When former Pitt player Khem Birch left the program during his freshman year for UNLV, he was a pretty raw offensive player with some potential. Despite that still being the case two years later, Birch is determined to leave for the pros and declared for the NBA Draft this year.
Birch averaged career-highs in points (11.5) and rebounds (10.2) this year, so he's definitely made some progress. Still, at best, this seems like a somewhat risky move.
The big man isn't projected as much of a pick. In fact, there's even a reasonable chance he doesn't get selected at all. One scout says he's destined for the D League:
"He is a second-round possibility at best," one veteran NBA scout told SNY.tv. "He can block a shot but is a raw offensive player who needs D-League experience to start his professional career no matter who drafts him."
Birch is projected as a late second round pick by DraftExpress. Ditto for NBADraft.net. ESPN.com has Birch as the No. 59 prospect ... again, the equivalent of being near the bottom of the second round.

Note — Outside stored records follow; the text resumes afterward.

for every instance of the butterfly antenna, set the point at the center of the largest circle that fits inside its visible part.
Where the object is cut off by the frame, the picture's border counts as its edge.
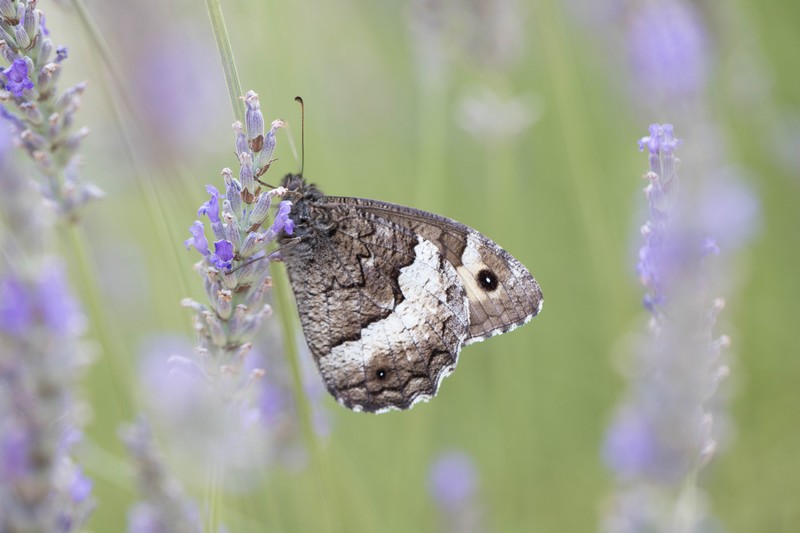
(302, 133)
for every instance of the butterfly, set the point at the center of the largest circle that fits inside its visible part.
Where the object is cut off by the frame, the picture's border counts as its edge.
(388, 295)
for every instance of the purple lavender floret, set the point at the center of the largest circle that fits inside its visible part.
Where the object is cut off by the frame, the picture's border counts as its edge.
(223, 255)
(282, 220)
(211, 207)
(664, 431)
(17, 80)
(198, 239)
(668, 50)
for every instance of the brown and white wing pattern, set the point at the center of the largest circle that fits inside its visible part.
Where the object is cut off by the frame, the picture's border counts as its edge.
(383, 313)
(388, 296)
(502, 293)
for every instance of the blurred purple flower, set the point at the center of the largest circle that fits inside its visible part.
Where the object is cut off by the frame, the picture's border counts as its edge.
(211, 207)
(17, 80)
(48, 300)
(81, 486)
(729, 209)
(662, 433)
(668, 49)
(14, 453)
(453, 479)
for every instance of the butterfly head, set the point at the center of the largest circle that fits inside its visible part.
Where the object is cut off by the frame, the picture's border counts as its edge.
(299, 189)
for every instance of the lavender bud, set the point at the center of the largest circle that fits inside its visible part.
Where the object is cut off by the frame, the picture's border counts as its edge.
(232, 229)
(254, 121)
(214, 328)
(31, 21)
(45, 52)
(48, 76)
(32, 113)
(250, 271)
(260, 210)
(224, 306)
(241, 138)
(250, 245)
(8, 53)
(70, 98)
(8, 12)
(233, 190)
(264, 157)
(246, 177)
(17, 79)
(32, 141)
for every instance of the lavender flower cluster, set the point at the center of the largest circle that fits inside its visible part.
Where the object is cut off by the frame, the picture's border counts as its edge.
(663, 432)
(235, 276)
(41, 353)
(42, 119)
(209, 404)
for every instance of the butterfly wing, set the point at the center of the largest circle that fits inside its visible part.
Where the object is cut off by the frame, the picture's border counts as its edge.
(502, 293)
(383, 314)
(388, 295)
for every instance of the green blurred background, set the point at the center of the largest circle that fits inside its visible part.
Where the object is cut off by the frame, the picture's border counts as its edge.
(554, 177)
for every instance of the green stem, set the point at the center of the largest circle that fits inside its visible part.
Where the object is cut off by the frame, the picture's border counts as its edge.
(115, 362)
(431, 181)
(235, 92)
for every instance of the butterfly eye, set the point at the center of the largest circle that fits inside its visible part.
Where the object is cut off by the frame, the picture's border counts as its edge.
(487, 280)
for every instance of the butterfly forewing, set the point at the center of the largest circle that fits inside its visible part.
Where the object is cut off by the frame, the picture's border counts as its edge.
(502, 293)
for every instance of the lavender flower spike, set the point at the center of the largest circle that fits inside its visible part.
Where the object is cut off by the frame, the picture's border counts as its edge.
(213, 414)
(663, 431)
(42, 119)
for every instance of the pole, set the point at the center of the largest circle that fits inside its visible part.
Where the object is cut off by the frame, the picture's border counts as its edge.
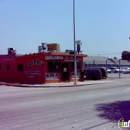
(75, 65)
(119, 69)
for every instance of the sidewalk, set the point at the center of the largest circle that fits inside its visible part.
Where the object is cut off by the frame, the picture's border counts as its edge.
(61, 84)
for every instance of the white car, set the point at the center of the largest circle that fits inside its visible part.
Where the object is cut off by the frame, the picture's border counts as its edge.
(108, 70)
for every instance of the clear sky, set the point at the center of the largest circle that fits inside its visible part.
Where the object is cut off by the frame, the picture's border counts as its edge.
(102, 25)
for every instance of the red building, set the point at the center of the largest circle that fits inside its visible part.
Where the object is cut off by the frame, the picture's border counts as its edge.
(37, 68)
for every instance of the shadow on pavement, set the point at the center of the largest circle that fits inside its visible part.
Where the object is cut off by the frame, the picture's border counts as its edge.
(114, 111)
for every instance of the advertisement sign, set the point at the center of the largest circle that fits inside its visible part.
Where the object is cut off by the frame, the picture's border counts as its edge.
(52, 47)
(51, 76)
(78, 48)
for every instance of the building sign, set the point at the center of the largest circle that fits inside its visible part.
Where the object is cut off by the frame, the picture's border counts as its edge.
(52, 47)
(35, 62)
(71, 59)
(61, 58)
(31, 74)
(7, 58)
(51, 76)
(54, 58)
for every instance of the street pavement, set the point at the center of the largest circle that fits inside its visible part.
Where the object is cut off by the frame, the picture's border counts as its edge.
(92, 107)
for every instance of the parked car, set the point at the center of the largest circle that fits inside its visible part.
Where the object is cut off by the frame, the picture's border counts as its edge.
(108, 70)
(94, 74)
(114, 69)
(125, 70)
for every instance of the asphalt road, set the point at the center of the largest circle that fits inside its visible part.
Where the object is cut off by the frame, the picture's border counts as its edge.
(92, 107)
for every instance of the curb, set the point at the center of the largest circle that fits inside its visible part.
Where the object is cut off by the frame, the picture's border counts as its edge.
(19, 85)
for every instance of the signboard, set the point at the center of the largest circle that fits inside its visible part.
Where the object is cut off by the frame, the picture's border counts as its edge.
(71, 59)
(31, 74)
(52, 47)
(51, 76)
(61, 58)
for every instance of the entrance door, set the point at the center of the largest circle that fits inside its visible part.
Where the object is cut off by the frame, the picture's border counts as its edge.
(65, 71)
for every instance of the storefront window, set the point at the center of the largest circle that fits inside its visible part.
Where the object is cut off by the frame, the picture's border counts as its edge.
(53, 66)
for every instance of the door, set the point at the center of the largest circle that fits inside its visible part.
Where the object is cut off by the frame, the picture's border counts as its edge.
(65, 72)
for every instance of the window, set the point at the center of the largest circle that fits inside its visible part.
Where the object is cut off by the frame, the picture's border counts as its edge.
(20, 67)
(8, 67)
(53, 66)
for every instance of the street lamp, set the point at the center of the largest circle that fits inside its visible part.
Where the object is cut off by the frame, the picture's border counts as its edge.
(75, 64)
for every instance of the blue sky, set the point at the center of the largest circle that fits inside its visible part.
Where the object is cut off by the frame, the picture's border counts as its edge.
(102, 25)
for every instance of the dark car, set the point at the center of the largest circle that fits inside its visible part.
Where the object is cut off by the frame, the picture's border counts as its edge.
(103, 71)
(94, 74)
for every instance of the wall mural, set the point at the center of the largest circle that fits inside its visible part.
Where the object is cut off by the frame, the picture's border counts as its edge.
(51, 76)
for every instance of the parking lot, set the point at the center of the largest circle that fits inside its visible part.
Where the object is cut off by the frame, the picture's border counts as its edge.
(116, 75)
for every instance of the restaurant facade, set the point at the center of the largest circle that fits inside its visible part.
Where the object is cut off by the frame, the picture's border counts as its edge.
(38, 68)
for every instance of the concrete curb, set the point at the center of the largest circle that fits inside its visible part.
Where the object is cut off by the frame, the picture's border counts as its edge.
(58, 86)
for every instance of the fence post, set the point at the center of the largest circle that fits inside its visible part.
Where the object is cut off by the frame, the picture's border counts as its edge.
(93, 63)
(119, 69)
(106, 65)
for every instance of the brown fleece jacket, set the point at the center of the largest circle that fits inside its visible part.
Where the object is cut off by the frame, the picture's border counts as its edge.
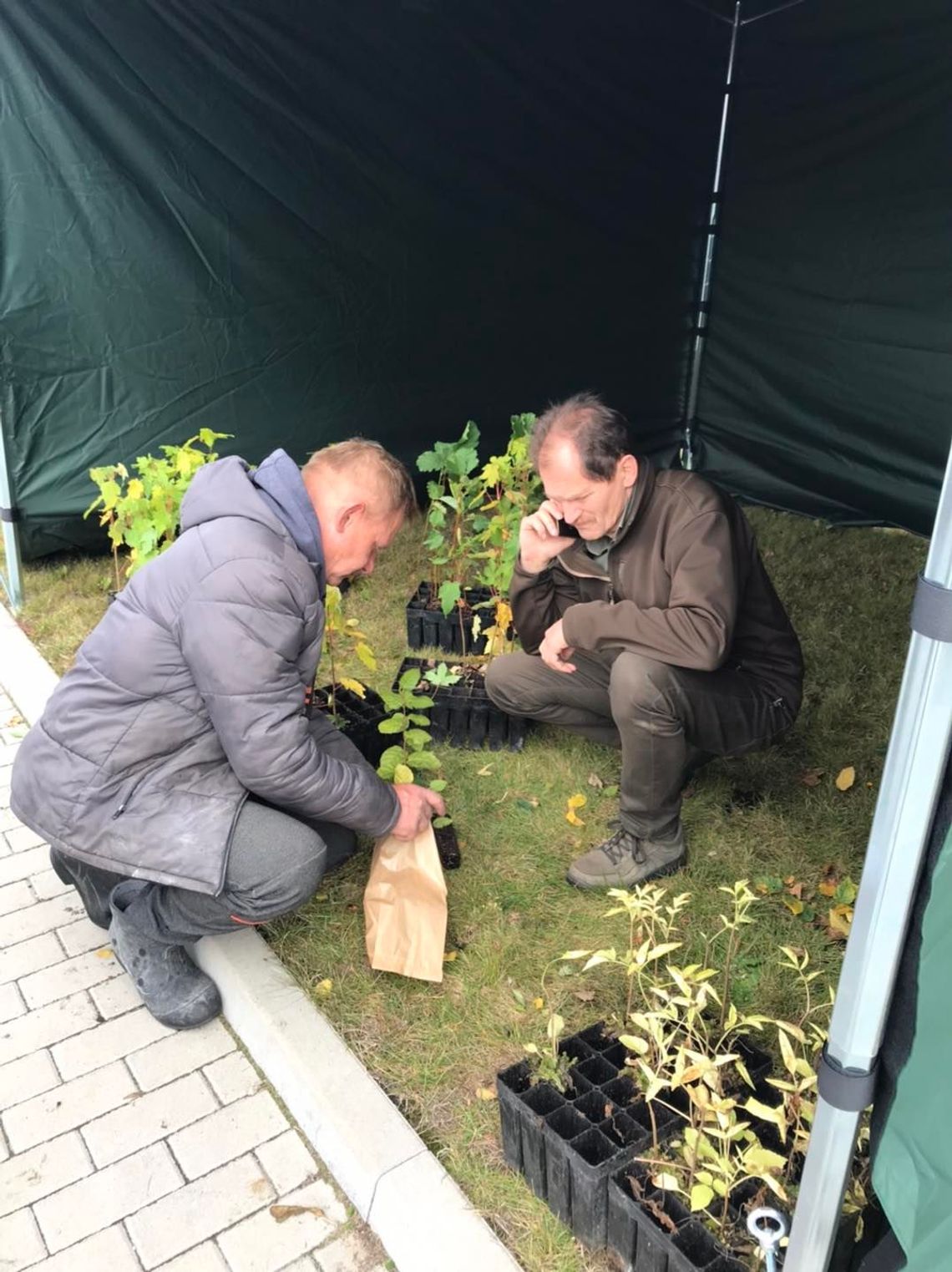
(684, 585)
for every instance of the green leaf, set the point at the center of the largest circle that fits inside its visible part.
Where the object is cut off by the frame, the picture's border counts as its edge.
(423, 761)
(701, 1196)
(394, 724)
(367, 656)
(391, 758)
(449, 595)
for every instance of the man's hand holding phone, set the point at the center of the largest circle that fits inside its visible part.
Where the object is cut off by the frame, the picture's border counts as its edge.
(539, 540)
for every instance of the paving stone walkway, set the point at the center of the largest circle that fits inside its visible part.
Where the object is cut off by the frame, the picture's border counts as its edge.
(124, 1145)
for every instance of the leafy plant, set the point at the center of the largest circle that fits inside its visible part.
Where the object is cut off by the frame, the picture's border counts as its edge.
(510, 488)
(141, 513)
(343, 635)
(407, 759)
(449, 520)
(441, 676)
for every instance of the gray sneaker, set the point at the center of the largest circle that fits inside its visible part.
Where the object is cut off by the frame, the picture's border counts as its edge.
(173, 987)
(625, 860)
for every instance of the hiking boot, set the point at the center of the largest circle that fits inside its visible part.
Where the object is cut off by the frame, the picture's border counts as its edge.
(625, 860)
(177, 991)
(92, 884)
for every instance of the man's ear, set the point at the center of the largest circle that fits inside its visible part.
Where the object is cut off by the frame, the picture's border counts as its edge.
(348, 515)
(628, 467)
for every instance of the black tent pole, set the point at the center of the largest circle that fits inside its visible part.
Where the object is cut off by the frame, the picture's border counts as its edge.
(701, 321)
(912, 781)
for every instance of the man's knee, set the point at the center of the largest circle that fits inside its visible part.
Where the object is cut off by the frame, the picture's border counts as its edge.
(514, 683)
(272, 874)
(641, 683)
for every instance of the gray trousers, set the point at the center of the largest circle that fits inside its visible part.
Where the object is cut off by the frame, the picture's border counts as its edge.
(275, 864)
(667, 720)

The move reeks of being one that's rushed. He's improved steadily the past couple of years and with another season, he could play his way into being an early second round pick where he would be more likely to make a team.
The flipside is that because he's projected as a low second-rounder, he might not be able to play himself into the first round (where there's guaranteed money) by this time next year, anyway. So sticking around might not guarantee a payday, either. He also could be worth more this year if he doesn't improve. As it stands now, he still has a decent amount of potential since he's only a junior, and sometimes the longer a player toils in college and the older he gets, the harder it is to believe he'll get much better.
It's also not as if Birch is completely unprepared for the next level. His offensive game is what comes into question the most, but he's a good rebounder and also the two-time Defensive Player of the Year in the Mountain West.
I never begrudge those guys for wanting to start their careers and being able to earn a living, but sometimes it's better to stay in school to develop a little bit more. All in all, I can't bring myself to believe that this is the right move.
But then again, Birch, who fought his way out of Pitt after about a half a season, is kind of known for making questionable decisions.